2) God's Not Dead - This has been the Year of the Christian Film. Since the golden days of the studios, major filmmakers have been quite hesitant about making explicitly religious films. It looked like things might change a decade ago when Mel Gibson's "The Passion of the Christ" seemed to come out of nowhere make a fortune. But the studios seemed to make the unusual choice of placing their distant of evangelicals over their usually omnipotent greed. This year though, three film with clearly Christian content took in big bucks; "Son of God", a repackaging of TV's "The Bible" took in $60 million, the studio backed, recognizably casted "Heaven is for Real" took in $90 million and GND took in $60 million. (You could stretch things and include "Noah" in the faith marketed trend and it took in $100 million.) Sadly, all of these films were bad and "God's Not Dead" is the worst.
Kevin Sorbo (who seemed more intellectually astute when he played Hercules on TV) is a college philosophy professor who torments his students into written denials of faith in God. But one bold Christian student makes a stand for the faith and prevails. When I first heard about this film I had a spark of hope, because the persecution of faith, typified by the University of California's treatment of InterVarsity is vital topical issue worth pursuing. This wasn't the film to do it
Besides the lame treatment of the main subject, we have a presentation of women in the film that verges on misogyny; all the women are dim or harridans. And the film also features a Laurel and Hardy team of clergymen of vague denominational affiliation who spend most of the film trying to get to Disneyworld, but at the end of the film accomplish a death bed conversion of a traffic accident victim and then practically give each other a high five for success. Cameos from the News Boys and Duck Dynasty cast members can't save it.

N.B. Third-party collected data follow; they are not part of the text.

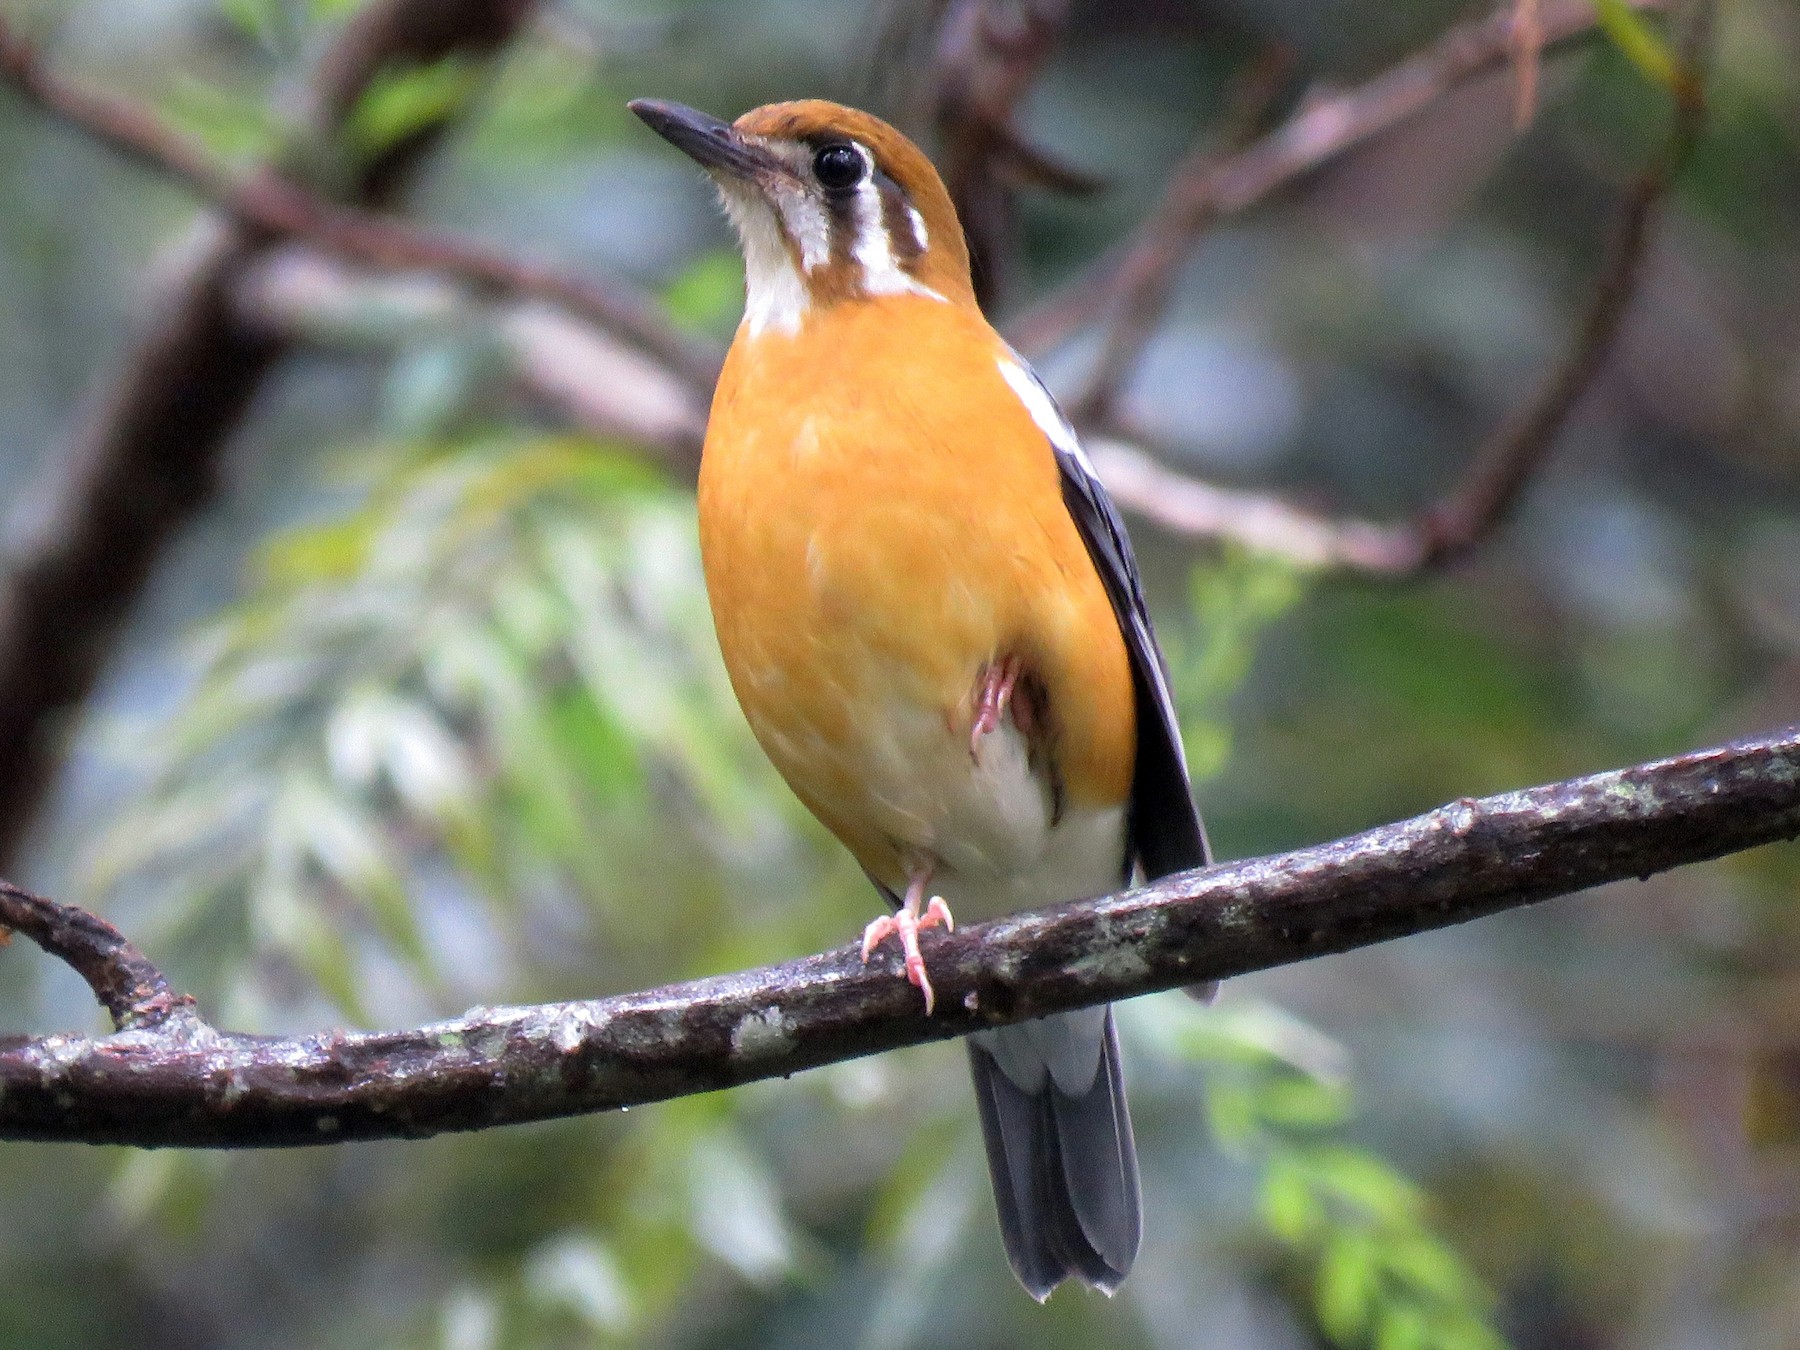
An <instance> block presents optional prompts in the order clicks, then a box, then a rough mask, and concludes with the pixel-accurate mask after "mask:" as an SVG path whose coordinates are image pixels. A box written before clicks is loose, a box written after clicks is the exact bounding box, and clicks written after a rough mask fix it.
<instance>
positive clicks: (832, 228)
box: [824, 189, 857, 263]
mask: <svg viewBox="0 0 1800 1350" xmlns="http://www.w3.org/2000/svg"><path fill="white" fill-rule="evenodd" d="M824 209H826V214H830V218H832V261H833V263H848V261H850V259H851V257H853V256H855V248H857V193H855V189H851V191H848V193H826V194H824Z"/></svg>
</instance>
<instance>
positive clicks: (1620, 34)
mask: <svg viewBox="0 0 1800 1350" xmlns="http://www.w3.org/2000/svg"><path fill="white" fill-rule="evenodd" d="M1593 7H1595V13H1597V14H1598V16H1600V27H1602V29H1604V31H1606V36H1607V40H1609V41H1611V43H1613V45H1615V47H1616V49H1618V50H1620V52H1624V56H1625V59H1629V61H1631V63H1633V65H1634V67H1638V70H1640V72H1642V74H1643V77H1645V79H1649V81H1651V83H1652V85H1660V86H1661V88H1665V90H1670V92H1679V85H1681V61H1679V58H1678V56H1676V54H1674V50H1672V49H1670V47H1669V43H1667V41H1665V40H1663V36H1661V34H1660V32H1656V29H1652V27H1651V25H1649V22H1647V20H1645V18H1643V14H1642V13H1638V11H1636V9H1633V7H1631V5H1629V4H1625V0H1593Z"/></svg>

1) Repentance - This year I've begun writing posts at www.DeanandMindyGotoChurch.blogspot.com about churches in films. The title of this film and a bit of reading about this film starring the Oscar winning Forest Whitaker and Anthony Mackie (Captain America's Falcon) led me to think this might be a worthy subject. A successful "spiritual advisor" takes on a trouble client to lead him to enlightenment. Little does he know that the client blames the advisor for his mother's death in a traffic accident and is seeking revenge. The film blends Christianity with New Age quackery and the occult in thoroughly incomprehensible hodgepodges. There are quite unpleasant sequences of abduction and torture. And a "happy ending" that's as unpleasant as it is nonsensical.
You probably hadn't heard of this film before I mentioned it here. I apologize for bringing it to your attention.